Meanwhile, a few other new pieces of information have emerged independent of the FBI that cast doubt on Kavanaugh’s testimony last week, in which he downplayed heavy drinking. A Yale classmate said in a statement: “On many occasions I heard Brett slur his words and saw him staggering from alcohol consumption, not all of which was beer. When Brett got drunk, he was often belligerent and aggressive.” The New York Times also obtained a police report from a 1985 bar fight in which Kavanaugh was involved.
In a letter on Thursday, Judiciary Committee Democrats wrote that contrary to statements by Republicans on the committee, previous background checks on Kavanaugh had turned up information related to alcohol abuse or sexual misconduct—though they said confidentiality rules prevented them from saying more.
All of this means that the political ground seems not to have shifted far from where things stood on Friday. Most Republicans continue to support Kavanaugh, and most Democrats oppose him.
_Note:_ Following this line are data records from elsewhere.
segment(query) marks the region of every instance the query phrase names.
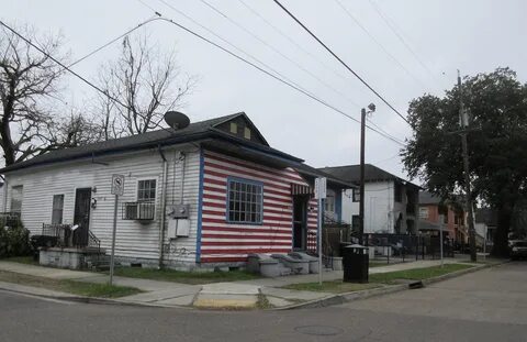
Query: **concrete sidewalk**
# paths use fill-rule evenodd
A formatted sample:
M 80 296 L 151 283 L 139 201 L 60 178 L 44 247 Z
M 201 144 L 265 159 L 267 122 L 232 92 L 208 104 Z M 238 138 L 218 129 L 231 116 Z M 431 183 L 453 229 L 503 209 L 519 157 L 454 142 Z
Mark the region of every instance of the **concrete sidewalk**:
M 446 260 L 446 263 L 456 263 L 456 260 Z M 417 261 L 399 263 L 382 267 L 370 268 L 370 274 L 388 273 L 395 271 L 413 269 L 437 266 L 440 261 Z M 8 271 L 19 274 L 46 277 L 52 279 L 70 279 L 87 283 L 106 283 L 108 275 L 92 272 L 79 272 L 27 265 L 13 262 L 0 261 L 0 271 Z M 323 273 L 324 280 L 336 280 L 343 278 L 341 271 Z M 317 274 L 294 275 L 278 278 L 259 278 L 243 282 L 213 283 L 204 285 L 187 285 L 172 282 L 159 282 L 139 278 L 114 277 L 114 284 L 131 286 L 141 289 L 143 293 L 119 298 L 120 302 L 156 305 L 156 306 L 193 306 L 198 308 L 254 308 L 266 298 L 272 307 L 288 307 L 299 302 L 323 300 L 334 296 L 329 293 L 300 291 L 282 288 L 285 285 L 299 283 L 316 283 Z M 2 288 L 0 283 L 0 288 Z M 19 287 L 19 285 L 14 285 Z M 5 288 L 5 286 L 3 287 Z M 22 288 L 22 287 L 20 287 Z M 24 286 L 22 291 L 31 293 L 31 287 Z M 13 289 L 10 285 L 9 290 Z M 35 288 L 35 295 L 46 293 L 42 288 Z M 60 297 L 70 297 L 71 294 L 61 294 Z

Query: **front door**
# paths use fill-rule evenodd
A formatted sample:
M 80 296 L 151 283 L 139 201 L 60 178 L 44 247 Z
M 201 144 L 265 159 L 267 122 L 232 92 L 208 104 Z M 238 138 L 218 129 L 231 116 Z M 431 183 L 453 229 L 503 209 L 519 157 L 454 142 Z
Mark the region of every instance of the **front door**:
M 293 197 L 293 250 L 307 250 L 307 200 Z
M 75 194 L 74 224 L 79 225 L 74 233 L 74 244 L 77 246 L 88 245 L 90 230 L 91 188 L 77 189 Z

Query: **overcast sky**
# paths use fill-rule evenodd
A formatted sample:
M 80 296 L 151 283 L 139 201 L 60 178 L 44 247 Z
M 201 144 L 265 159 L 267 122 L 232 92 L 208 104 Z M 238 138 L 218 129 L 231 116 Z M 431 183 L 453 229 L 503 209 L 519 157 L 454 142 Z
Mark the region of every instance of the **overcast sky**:
M 153 11 L 147 5 L 217 41 L 161 1 L 141 1 L 144 3 L 136 0 L 0 0 L 0 18 L 8 23 L 30 23 L 43 32 L 61 32 L 71 59 L 152 16 Z M 200 0 L 165 1 L 332 106 L 359 119 L 360 108 L 373 102 L 377 104 L 371 118 L 374 124 L 399 140 L 411 135 L 401 118 L 323 51 L 273 1 L 206 0 L 266 44 Z M 281 2 L 403 114 L 411 99 L 424 92 L 441 95 L 444 89 L 450 88 L 458 68 L 463 75 L 474 75 L 509 66 L 518 73 L 522 81 L 527 78 L 527 1 L 339 1 L 370 35 L 336 0 Z M 288 37 L 255 15 L 243 2 Z M 167 51 L 177 51 L 182 73 L 200 77 L 183 110 L 191 121 L 245 111 L 271 146 L 304 158 L 313 166 L 359 163 L 360 128 L 357 122 L 173 25 L 158 21 L 145 30 Z M 75 70 L 94 80 L 99 66 L 114 59 L 119 47 L 115 44 L 98 53 L 75 66 Z M 67 79 L 66 88 L 69 89 L 67 100 L 77 106 L 93 96 L 89 87 L 72 77 Z M 367 162 L 405 177 L 397 156 L 400 147 L 367 131 Z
Because the FBI probe has reportedly found no evidence of misconduct by Kavanaugh, that may give fence-sitters who lean toward voting yes cover to do so. The flaws in the process mean that fence-sitters who lean toward voting no could have cover as well.
But the pivotal senators have still not declared their intentions. Flake initially said he would vote to confirm Kavanaugh but then backed the probe, saying he wanted more information. Flake has been vague about what could change his mind, though he said proof that Kavanaugh lied would cause him to vote no. On Tuesday at The Atlantic Festival, Flake criticized Kavanaugh’s partisan tone before the Senate, saying, “We can’t have that on the Court,” but then insisted to my colleague Elaina Plott that “I wasn’t referring to” Kavanaugh.
Jeff Flake called for an FBI investigation because he felt the Senate “was coming apart at the seams.”
Senator Joe Manchin, a conservative West Virginia Democrat who faces a tough reelection in November, is reportedly leaning toward voting in favor of Kavanaugh, but Politico says he doesn’t want to be the deciding vote. Other key Democrats to watch, both of whom face tough races, are Joe Donnelly of Indiana, who announced prior to the reopening of the probe that he would vote no, and Heidi Heitkamp of North Dakota.
Senators Susan Collins and Lisa Murkowski, Republicans from Maine and Alaska, respectively, are perhaps the most eagerly watched votes. Both are moderate women, both are expected to vote the same way, and both have been outspoken about the need to seriously consider allegations against Kavanaugh and have a genuine investigative process. The question is whether the FBI report’s shortcomings will be too glaring for them to accept, or whether they will go along with their party.
But a new possible swing vote emerged on Thursday, when Sasse, a frequent critic of the president’s, expressed deep concerns about the Kavanaugh process in a speech on the Senate floor.